Giriş

Bize Abdullah b. Mesleme, ona Malik, ona Ebu Zübeyr, ona Tâvus, ona da İbn Abbas şöyle rivayet etmiştir: Rasulullah (sav), gece yarısında namaza kalktığında şöyle derdi: "Allahumme leke'l-hamdu ente nûru's-semâvâti vel-ard. ve-leke'l-hamdu ente kayyâmu's-semâvâti vel-ard. Ve leke'l-hamdu ente rabbu's-semâvâti ve-l-ardi ve-men fîhinn. Ente'l-hakk ve kavluke'l-hakk ve va'dukel-hakku ve-likâuke hakkun, ve'l-cennetü hakkun ve'n-nâru hakkun, ve's-sâatu hakkun. Allâhumme leke eslemtu ve bike âmentu ve aleyke tevekkeltu.

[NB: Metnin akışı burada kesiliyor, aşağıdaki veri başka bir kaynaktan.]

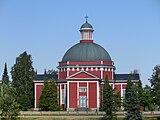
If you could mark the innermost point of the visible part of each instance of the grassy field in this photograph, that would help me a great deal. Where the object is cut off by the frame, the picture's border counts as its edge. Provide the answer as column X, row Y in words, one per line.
column 76, row 119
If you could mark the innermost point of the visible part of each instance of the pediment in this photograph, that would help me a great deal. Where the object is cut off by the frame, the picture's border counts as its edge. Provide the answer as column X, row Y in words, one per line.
column 82, row 75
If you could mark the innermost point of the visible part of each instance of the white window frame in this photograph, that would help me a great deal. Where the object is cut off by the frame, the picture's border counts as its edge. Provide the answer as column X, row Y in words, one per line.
column 82, row 89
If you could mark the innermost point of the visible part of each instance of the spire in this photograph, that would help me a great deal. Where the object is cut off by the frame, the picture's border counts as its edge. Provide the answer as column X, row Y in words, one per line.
column 86, row 31
column 86, row 18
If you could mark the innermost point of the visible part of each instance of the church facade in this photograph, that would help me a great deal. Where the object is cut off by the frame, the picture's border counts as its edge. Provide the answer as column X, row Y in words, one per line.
column 81, row 74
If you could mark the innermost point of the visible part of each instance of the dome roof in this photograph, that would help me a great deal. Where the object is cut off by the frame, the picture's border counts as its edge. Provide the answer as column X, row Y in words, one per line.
column 86, row 25
column 87, row 51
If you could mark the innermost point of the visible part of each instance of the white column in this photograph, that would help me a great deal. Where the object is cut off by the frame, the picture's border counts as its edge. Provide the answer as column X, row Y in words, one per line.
column 121, row 91
column 67, row 95
column 60, row 92
column 68, row 69
column 35, row 95
column 77, row 94
column 101, row 69
column 87, row 96
column 98, row 95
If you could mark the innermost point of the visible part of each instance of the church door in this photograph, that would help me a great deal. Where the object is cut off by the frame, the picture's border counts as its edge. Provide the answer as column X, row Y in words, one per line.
column 82, row 101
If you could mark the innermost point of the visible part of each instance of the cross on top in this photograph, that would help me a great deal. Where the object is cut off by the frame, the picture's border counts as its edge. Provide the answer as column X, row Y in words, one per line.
column 86, row 18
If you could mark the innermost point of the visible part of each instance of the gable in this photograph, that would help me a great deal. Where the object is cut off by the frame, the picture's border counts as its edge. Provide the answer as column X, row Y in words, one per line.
column 82, row 75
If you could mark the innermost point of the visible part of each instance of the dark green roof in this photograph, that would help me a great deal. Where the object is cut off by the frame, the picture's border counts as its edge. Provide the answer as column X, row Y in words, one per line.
column 86, row 25
column 86, row 51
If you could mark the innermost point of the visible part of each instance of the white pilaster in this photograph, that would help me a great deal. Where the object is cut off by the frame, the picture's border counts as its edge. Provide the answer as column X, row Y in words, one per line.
column 101, row 70
column 35, row 95
column 121, row 91
column 60, row 90
column 67, row 95
column 98, row 101
column 77, row 94
column 87, row 96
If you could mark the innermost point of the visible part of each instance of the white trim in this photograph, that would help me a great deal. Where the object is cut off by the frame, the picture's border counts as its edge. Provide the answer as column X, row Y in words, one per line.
column 60, row 90
column 35, row 85
column 101, row 70
column 121, row 91
column 80, row 66
column 82, row 81
column 98, row 95
column 87, row 96
column 86, row 68
column 67, row 95
column 84, row 88
column 64, row 94
column 91, row 69
column 35, row 95
column 77, row 94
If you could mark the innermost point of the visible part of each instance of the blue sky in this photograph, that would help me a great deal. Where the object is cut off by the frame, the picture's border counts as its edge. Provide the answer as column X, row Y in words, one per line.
column 128, row 30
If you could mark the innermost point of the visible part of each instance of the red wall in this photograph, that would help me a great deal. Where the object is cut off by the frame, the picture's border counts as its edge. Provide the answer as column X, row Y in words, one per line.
column 109, row 73
column 117, row 89
column 92, row 95
column 62, row 75
column 72, row 95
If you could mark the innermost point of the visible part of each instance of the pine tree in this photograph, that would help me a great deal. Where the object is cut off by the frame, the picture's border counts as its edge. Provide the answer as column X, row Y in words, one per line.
column 5, row 77
column 141, row 93
column 132, row 102
column 8, row 105
column 107, row 100
column 48, row 99
column 44, row 98
column 155, row 85
column 22, row 80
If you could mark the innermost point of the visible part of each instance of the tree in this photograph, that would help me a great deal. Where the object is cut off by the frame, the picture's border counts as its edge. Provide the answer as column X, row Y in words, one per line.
column 141, row 93
column 5, row 77
column 48, row 99
column 107, row 100
column 148, row 98
column 8, row 105
column 155, row 85
column 132, row 102
column 117, row 101
column 22, row 80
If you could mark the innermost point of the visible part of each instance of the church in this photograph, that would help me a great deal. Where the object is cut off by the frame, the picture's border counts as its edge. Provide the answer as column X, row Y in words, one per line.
column 81, row 74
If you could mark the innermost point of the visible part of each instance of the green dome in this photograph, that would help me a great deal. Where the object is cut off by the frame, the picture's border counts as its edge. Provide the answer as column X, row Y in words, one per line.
column 86, row 51
column 86, row 25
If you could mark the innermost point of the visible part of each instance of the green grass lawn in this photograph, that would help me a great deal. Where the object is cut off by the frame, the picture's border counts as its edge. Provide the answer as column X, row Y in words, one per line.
column 75, row 119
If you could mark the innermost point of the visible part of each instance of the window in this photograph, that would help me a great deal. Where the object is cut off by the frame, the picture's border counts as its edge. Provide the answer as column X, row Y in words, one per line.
column 82, row 89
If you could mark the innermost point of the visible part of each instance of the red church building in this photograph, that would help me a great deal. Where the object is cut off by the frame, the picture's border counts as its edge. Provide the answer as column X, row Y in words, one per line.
column 81, row 74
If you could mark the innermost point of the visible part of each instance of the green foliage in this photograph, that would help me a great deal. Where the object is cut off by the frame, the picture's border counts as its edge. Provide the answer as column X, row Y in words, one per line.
column 5, row 77
column 107, row 100
column 116, row 102
column 141, row 93
column 155, row 85
column 48, row 99
column 132, row 102
column 22, row 80
column 8, row 105
column 148, row 98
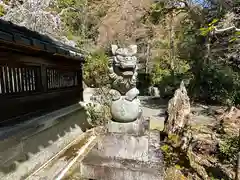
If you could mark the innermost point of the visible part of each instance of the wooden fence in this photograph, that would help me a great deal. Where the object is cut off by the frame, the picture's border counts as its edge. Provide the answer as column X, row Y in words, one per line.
column 35, row 80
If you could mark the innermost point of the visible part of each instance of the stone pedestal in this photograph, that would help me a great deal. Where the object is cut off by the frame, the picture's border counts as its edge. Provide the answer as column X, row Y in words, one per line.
column 127, row 152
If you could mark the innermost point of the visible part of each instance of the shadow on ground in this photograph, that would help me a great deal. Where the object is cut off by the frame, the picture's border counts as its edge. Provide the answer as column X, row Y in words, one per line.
column 19, row 149
column 154, row 102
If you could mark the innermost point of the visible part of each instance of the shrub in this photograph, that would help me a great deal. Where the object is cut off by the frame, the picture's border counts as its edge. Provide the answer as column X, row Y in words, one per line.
column 229, row 149
column 2, row 10
column 96, row 69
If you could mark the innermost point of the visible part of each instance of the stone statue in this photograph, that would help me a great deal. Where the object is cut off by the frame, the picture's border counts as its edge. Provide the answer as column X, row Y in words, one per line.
column 125, row 105
column 123, row 68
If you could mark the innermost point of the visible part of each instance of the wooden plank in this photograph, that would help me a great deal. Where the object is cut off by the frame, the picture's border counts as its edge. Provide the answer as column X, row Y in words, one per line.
column 23, row 77
column 5, row 79
column 1, row 81
column 10, row 79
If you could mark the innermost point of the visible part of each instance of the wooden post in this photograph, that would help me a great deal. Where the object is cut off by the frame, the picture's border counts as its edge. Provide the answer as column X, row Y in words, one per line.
column 44, row 78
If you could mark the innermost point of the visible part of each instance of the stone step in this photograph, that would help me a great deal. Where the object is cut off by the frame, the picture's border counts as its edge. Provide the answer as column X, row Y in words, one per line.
column 60, row 166
column 95, row 167
column 123, row 145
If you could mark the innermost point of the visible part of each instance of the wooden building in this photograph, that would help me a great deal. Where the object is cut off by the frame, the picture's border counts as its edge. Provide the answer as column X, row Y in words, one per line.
column 37, row 74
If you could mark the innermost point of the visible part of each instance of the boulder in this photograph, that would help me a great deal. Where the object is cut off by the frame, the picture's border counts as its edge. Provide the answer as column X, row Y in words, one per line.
column 178, row 111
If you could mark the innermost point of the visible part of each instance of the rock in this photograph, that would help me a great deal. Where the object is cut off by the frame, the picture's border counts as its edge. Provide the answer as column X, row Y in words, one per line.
column 178, row 111
column 132, row 94
column 153, row 91
column 231, row 121
column 123, row 68
column 125, row 111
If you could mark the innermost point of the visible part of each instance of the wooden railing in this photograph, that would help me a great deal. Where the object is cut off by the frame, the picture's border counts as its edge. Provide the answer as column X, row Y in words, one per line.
column 33, row 84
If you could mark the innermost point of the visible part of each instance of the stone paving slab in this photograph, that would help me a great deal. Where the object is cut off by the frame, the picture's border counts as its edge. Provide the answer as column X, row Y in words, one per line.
column 118, row 169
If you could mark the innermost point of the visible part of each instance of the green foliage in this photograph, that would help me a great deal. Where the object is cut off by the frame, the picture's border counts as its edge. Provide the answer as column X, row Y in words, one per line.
column 2, row 10
column 67, row 3
column 219, row 83
column 78, row 23
column 96, row 69
column 229, row 149
column 157, row 12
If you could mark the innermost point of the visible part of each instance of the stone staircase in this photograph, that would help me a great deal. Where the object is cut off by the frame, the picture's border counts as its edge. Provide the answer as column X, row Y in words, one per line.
column 125, row 155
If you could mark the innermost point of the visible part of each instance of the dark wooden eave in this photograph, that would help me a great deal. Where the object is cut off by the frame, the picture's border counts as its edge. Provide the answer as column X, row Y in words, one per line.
column 21, row 39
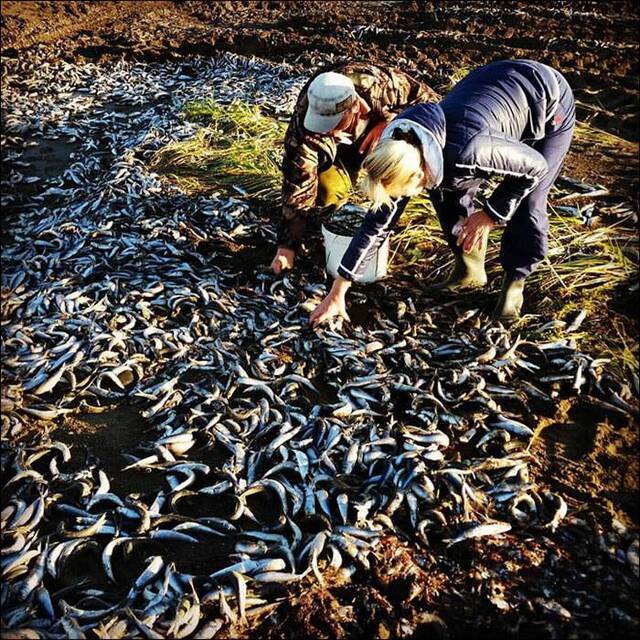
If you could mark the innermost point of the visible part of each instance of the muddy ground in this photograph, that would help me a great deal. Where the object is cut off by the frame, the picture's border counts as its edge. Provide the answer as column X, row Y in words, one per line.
column 571, row 583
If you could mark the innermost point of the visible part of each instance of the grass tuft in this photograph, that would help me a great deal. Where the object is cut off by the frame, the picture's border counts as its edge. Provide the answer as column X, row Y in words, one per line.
column 237, row 150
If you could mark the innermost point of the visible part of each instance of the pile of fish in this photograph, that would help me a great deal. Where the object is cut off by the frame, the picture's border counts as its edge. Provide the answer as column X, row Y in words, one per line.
column 281, row 453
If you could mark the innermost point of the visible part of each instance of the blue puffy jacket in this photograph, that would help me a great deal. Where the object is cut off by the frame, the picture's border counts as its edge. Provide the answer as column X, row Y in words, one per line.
column 483, row 126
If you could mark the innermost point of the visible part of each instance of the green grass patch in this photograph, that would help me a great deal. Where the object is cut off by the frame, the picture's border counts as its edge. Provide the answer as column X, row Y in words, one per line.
column 238, row 149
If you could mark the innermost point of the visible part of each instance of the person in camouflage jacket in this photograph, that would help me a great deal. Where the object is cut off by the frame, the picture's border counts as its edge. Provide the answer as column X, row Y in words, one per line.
column 318, row 169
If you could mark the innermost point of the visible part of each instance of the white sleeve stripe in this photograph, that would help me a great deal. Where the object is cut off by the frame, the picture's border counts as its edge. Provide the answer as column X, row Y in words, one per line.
column 373, row 238
column 495, row 213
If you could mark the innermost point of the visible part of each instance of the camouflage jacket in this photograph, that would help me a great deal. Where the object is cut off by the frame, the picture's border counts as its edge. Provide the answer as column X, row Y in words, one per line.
column 386, row 90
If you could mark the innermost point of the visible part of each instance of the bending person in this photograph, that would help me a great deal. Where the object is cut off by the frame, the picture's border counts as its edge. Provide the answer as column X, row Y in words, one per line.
column 512, row 120
column 339, row 114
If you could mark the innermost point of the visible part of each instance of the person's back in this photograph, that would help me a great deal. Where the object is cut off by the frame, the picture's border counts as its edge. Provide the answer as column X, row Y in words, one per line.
column 514, row 97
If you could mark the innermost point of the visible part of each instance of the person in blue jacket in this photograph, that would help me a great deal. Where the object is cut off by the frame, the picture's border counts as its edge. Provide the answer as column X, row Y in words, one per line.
column 511, row 120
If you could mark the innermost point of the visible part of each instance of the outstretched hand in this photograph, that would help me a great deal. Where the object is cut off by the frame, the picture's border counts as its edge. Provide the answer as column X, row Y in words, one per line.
column 284, row 259
column 474, row 230
column 330, row 307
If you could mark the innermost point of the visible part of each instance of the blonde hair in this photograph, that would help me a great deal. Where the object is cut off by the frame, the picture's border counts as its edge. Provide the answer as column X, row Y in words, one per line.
column 389, row 167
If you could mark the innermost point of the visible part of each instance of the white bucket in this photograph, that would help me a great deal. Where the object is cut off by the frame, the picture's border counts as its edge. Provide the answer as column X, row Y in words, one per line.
column 335, row 247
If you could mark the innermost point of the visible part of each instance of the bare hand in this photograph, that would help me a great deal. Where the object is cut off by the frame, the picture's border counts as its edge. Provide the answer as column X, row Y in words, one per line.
column 333, row 305
column 474, row 231
column 372, row 138
column 283, row 260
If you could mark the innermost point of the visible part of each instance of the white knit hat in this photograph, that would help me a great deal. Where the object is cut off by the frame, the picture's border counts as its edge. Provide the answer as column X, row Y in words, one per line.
column 330, row 95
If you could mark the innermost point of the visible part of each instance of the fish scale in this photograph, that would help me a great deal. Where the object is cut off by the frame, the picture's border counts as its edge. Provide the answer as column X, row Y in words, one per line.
column 111, row 299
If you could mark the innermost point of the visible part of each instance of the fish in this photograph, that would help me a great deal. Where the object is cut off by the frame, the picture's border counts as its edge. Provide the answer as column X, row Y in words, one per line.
column 487, row 529
column 293, row 452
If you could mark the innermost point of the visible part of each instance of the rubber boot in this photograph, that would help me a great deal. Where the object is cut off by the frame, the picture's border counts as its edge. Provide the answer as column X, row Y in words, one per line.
column 510, row 300
column 468, row 272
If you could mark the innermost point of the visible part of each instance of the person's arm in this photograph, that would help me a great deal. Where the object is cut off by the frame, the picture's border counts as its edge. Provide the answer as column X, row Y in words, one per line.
column 376, row 227
column 404, row 91
column 521, row 168
column 372, row 232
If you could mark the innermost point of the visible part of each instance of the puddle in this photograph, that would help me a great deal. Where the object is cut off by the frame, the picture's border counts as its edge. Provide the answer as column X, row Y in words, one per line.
column 107, row 436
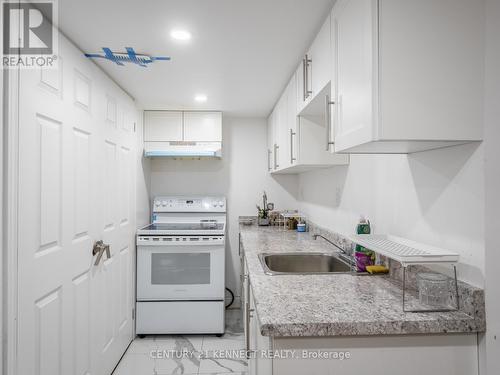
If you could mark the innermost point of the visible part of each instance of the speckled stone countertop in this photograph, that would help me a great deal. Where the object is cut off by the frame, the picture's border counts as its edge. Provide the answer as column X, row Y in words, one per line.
column 334, row 305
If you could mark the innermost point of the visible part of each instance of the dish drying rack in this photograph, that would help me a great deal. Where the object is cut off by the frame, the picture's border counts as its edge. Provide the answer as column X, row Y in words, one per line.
column 410, row 253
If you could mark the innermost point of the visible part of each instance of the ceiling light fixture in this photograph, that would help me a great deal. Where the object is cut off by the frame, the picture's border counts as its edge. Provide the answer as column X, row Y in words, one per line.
column 200, row 98
column 182, row 35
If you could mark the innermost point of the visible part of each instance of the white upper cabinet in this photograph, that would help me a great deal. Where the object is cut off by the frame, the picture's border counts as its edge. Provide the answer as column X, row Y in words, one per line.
column 314, row 71
column 168, row 126
column 407, row 75
column 203, row 126
column 162, row 126
column 299, row 141
column 182, row 134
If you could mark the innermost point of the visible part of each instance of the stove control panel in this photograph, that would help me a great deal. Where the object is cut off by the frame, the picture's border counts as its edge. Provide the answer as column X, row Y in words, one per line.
column 189, row 204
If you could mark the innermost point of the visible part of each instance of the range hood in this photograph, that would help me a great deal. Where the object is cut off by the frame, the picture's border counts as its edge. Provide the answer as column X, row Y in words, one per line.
column 183, row 149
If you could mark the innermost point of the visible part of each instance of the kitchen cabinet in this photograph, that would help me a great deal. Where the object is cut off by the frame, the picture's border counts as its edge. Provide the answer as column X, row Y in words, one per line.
column 255, row 342
column 202, row 126
column 270, row 142
column 407, row 75
column 301, row 145
column 182, row 134
column 314, row 71
column 166, row 126
column 163, row 125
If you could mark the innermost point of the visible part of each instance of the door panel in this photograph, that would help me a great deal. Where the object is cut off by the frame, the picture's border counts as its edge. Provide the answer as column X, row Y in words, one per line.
column 354, row 28
column 76, row 186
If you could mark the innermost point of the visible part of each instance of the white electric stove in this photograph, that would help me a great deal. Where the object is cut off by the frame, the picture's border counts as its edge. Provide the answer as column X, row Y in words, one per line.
column 180, row 267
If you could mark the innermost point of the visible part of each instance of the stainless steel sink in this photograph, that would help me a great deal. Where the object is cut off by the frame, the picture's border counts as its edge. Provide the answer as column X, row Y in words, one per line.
column 303, row 263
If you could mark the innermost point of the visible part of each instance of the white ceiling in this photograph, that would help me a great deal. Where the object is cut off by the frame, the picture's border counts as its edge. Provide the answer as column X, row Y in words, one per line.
column 241, row 55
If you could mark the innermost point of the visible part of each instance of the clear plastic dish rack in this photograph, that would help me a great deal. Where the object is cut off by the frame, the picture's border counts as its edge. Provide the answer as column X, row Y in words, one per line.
column 410, row 253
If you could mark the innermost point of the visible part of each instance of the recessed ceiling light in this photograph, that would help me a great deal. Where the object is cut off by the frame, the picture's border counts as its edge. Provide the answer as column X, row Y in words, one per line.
column 200, row 98
column 180, row 35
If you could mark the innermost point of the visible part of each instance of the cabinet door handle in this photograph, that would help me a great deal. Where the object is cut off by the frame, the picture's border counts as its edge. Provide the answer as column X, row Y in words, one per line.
column 328, row 120
column 304, row 79
column 306, row 62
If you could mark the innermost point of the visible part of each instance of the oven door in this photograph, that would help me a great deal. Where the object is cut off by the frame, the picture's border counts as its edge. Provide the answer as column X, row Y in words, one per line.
column 180, row 268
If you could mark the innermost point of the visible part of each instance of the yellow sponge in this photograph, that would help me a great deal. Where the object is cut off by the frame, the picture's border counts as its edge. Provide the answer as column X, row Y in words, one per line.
column 377, row 269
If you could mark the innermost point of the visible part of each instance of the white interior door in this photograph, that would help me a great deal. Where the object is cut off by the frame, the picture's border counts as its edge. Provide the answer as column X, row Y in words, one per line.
column 76, row 186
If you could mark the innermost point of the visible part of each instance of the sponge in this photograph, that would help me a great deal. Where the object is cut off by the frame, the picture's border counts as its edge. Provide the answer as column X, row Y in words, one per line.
column 377, row 269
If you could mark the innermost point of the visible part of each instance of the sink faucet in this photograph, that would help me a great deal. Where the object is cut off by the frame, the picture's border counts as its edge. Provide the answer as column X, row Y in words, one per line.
column 316, row 235
column 344, row 255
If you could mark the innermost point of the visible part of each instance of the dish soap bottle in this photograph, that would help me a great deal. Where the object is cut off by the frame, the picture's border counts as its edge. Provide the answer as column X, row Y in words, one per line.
column 362, row 255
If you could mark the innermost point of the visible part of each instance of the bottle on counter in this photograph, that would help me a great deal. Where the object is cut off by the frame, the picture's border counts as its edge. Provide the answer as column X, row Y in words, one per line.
column 362, row 255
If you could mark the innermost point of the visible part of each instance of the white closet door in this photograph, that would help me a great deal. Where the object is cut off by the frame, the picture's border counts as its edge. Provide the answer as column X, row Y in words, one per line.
column 76, row 186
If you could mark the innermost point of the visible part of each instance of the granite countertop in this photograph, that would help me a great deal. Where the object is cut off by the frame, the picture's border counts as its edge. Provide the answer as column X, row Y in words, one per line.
column 336, row 305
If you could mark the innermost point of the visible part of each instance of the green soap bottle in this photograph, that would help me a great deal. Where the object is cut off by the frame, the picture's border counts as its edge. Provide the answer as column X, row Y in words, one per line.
column 363, row 227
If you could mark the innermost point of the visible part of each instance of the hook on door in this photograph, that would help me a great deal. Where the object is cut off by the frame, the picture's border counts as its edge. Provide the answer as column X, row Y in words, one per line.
column 99, row 248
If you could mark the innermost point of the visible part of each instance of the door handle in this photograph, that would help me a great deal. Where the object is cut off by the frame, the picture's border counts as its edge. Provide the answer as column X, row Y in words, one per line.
column 305, row 72
column 292, row 159
column 328, row 120
column 98, row 249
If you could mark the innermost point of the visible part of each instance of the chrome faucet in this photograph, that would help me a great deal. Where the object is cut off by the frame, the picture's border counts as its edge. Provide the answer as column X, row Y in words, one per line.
column 342, row 251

Ve ileyke enebtu ve bike hâsamtu ve ileyke hâkemtu. Fağfir lî mâ kaddemtü ve mâ ahhartü ve mâ esrartü ve mâ a'lentü ente ilâhî. Lâ ilahe illâ ente." "Allah'ım! Hamd, sana mahsustur. Sen, göklerin ve yerin nurusun. Hamd, sana aittir. Gökleri ve yeri idare eden sensin. Hamd, sanadır. Göklerin, yerin ve içindeki (kullarının) Rabbi sensin. Hak, sensin. Sözün de haktır, vaadin de haktır. Seninle buluşmak haktır. Cennet, haktır. Cehennem, haktır. Kıyamet, haktır. Sana teslim oldum. Sana iman ettim. Sana tevekkül ettim. Sana yöneldim. Senin (yardımın) ile (düşmanlarıma) husumette bulundum. (Düşmanlarımla aramda) seni hakem kıldım. Geçmiş ve gelecek (günahlarımı), gizli ve açık (hatalarımı) affet. Sen, benim ilahımsın! Senden başka ilah yoktur!"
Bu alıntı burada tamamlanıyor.